Il y a urgence à mieux les comprendre, et mettre en lumière un sujet essentiel, remarquablement absent du débat public : la question de la finalité. Sans prétendre à l’exhaustivité, voici quelques ordres de grandeur et des clés de lecture pour mieux comprendre ces technologies qui envahissent progressivement nos vies.

Les impacts ne se limitent pas à l’entrainement des algorithmes

Voilà un chiffre qui revient souvent : l’entraînement de ChatGPT 3 a émis 550 tonnes de CO2, soit au moins autant que 500 vols en aller simple entre Paris et New York.

550 tonnes. Ce chiffre est martelé dans les médias, comme la preuve d’un impact monumental de l’Intelligence artificielle : soyons clairs, ce chiffre est important, mais il est largement sous-estimé si on prend en compte l’intégralité de la chaîne de valeur. Le domaine de l’Intelligence artificielle est apparu il y a 80 ans, et pourtant il n’existe toujours pas de méthodologie robuste pour calculer son impact sur l’intégralité de son cycle de vie, ni de données fiables pour le mesurer.

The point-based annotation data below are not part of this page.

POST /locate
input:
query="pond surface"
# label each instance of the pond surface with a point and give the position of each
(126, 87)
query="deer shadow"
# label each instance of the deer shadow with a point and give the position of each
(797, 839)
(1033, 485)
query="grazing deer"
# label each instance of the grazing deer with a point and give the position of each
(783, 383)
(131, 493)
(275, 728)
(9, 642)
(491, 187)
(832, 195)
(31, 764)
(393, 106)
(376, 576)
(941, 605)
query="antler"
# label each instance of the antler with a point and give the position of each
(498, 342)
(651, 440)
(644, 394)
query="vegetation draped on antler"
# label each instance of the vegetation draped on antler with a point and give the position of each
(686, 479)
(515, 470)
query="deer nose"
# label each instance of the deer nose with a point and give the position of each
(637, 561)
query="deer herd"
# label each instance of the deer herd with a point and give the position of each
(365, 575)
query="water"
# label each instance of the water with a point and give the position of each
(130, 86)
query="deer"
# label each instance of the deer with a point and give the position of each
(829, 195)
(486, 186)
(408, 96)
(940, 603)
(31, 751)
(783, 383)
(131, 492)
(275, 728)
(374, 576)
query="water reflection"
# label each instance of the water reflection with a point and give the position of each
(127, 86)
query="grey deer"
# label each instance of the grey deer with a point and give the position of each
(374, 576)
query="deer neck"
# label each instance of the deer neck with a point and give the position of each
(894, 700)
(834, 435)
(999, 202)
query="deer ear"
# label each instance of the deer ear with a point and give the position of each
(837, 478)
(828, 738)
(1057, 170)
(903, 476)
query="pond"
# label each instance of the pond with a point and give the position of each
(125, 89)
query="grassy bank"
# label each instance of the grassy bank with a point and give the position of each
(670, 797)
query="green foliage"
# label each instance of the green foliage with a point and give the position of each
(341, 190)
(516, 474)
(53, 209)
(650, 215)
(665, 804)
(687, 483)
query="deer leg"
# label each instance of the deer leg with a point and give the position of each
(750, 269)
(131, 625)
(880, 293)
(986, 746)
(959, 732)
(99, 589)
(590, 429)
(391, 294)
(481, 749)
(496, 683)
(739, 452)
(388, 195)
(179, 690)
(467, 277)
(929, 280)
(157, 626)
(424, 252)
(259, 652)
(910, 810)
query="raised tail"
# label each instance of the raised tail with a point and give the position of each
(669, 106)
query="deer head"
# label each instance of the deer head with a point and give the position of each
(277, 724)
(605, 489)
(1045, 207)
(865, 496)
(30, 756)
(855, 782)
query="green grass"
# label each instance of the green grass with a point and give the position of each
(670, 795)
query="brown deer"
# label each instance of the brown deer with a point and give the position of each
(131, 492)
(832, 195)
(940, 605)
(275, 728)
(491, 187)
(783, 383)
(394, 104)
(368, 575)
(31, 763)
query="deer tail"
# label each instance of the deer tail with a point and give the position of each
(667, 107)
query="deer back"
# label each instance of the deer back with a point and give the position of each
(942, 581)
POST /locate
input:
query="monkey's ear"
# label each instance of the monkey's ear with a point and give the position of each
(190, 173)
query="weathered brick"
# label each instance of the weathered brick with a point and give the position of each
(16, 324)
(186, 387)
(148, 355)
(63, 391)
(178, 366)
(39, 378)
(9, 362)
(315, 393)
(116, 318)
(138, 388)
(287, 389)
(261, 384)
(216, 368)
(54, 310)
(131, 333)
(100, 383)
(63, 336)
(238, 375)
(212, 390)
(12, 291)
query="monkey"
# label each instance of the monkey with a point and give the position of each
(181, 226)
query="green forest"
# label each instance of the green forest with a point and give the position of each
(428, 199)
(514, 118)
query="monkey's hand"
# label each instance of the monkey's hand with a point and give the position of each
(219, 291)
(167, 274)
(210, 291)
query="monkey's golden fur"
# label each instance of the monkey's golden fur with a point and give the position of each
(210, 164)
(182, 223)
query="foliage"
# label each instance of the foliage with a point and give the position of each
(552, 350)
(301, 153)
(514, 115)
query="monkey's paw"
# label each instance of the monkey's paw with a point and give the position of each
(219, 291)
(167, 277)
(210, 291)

La quasi-totalité des études sur la question de l’empreinte environnementale de l’intelligence artificielle se concentrent uniquement sur les émissions de carbone dans la phase d’apprentissage, c’est-à-dire la consommation électrique des data centers pour fabriquer l’algorithme – ou l’entraînement. Elles sont principalement dépendantes de l’intensité carbone de l’électricité utilisée par le data center, et de la durée totale du calcul.

D’autres étapes contribuent pourtant à générer des impacts néfastes. La fabrication du matériel nécessaire – les data centers et les cartes graphiques de calculs (appelées aussi GPUs) – n’est jamais calculée, ni prise en compte.

Mais surtout, il existe un seuil à partir duquel les impacts de l’utilisation d’un algorithme deviennent prédominants, en particulier pour les IA récentes dites «génératives», celles qui, comme ChatGPT, génèrent notamment du texte ou des images : Sasha Luccioni, scientifique et experte des questions environnementales de l’IA pour la startup Hugging Face, chiffre autour de 200 à 600 millions d’utilisations (selon de la taille du modèle), le point de bascule à partir duquel l’utilisation devient plus gourmande que l’entraînement. Un chiffre atteint en une semaine seulement sur ChatGPT (180 millions d’utilisateurs actifs au compteur).

«La prise en compte de la matérialité de ce monde virtuel devient cruciale»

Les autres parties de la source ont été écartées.